Sam Bankman-Fried was “risky” and “reckless” toward spending and the law. Sound familiar?
That’s part of comments made by employees in 2018 as half of them left Alameda Research, the sister trading firm of crypto exchange FTX, according to internal documents reviewed by Semafor. (Bankman-Fried is an investor in Semafor)
They are part of a post-mortem by Bankman-Fried on Alameda’s problems, from massive losses to managerial disputes, and contain clues about what would go wrong at FTX. Here’s a sampling of the comments:
- “Sam had a genuinely different risk profile for Alameda than the other managers. He wasn’t going to be happy with the very achievable 10s of millions a year. He wanted to chase the 100s of millions a year paths.”

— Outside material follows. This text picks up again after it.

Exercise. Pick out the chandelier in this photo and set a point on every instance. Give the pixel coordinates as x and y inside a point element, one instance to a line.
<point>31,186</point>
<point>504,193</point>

- “Sam repeatedly misled candidate hires, investors, and employees about Alameda’s prospects and performance. He was consistently too optimistic, fudging numbers or deliberately neglecting others.”
- “Sam demonstrated recklessness in spending EA [Effective Altruism] money, expending EA trust, and attitude towards the law.”
- “People repeatedly told him to step away from the single-owner LLC structure, countless lawyers advised him against it, and Sam promised that it’d be a holdover solution and then never tried to change it after.”
Bankman-Fried seems to still be the same person he was in 2018. Instead of learning from the lessons that drove employees to leave Alameda then, he seemed to have doubled down on them at FTX, reflecting his superhuman tolerance for risky and messy situations that frightened everyone around him.
According to the documents and interviews, the first two months of 2018 were traumatizing to many of the employees at Alameda. I learned that at least one employee continues to get physically ill when thinking about it.
Just when Alameda was starting to get the hang of its trading and accounting software, Bankman-Fried decided he wanted to deploy an automated trading “bot” that had been developed. Employees at the firm, battle weary from the previous two months, were pushing back hard on the idea.
Bankman-Fried was unfazed. Unilaterally, he decided to unleash the automatic trading bot, known as “ModelBot.”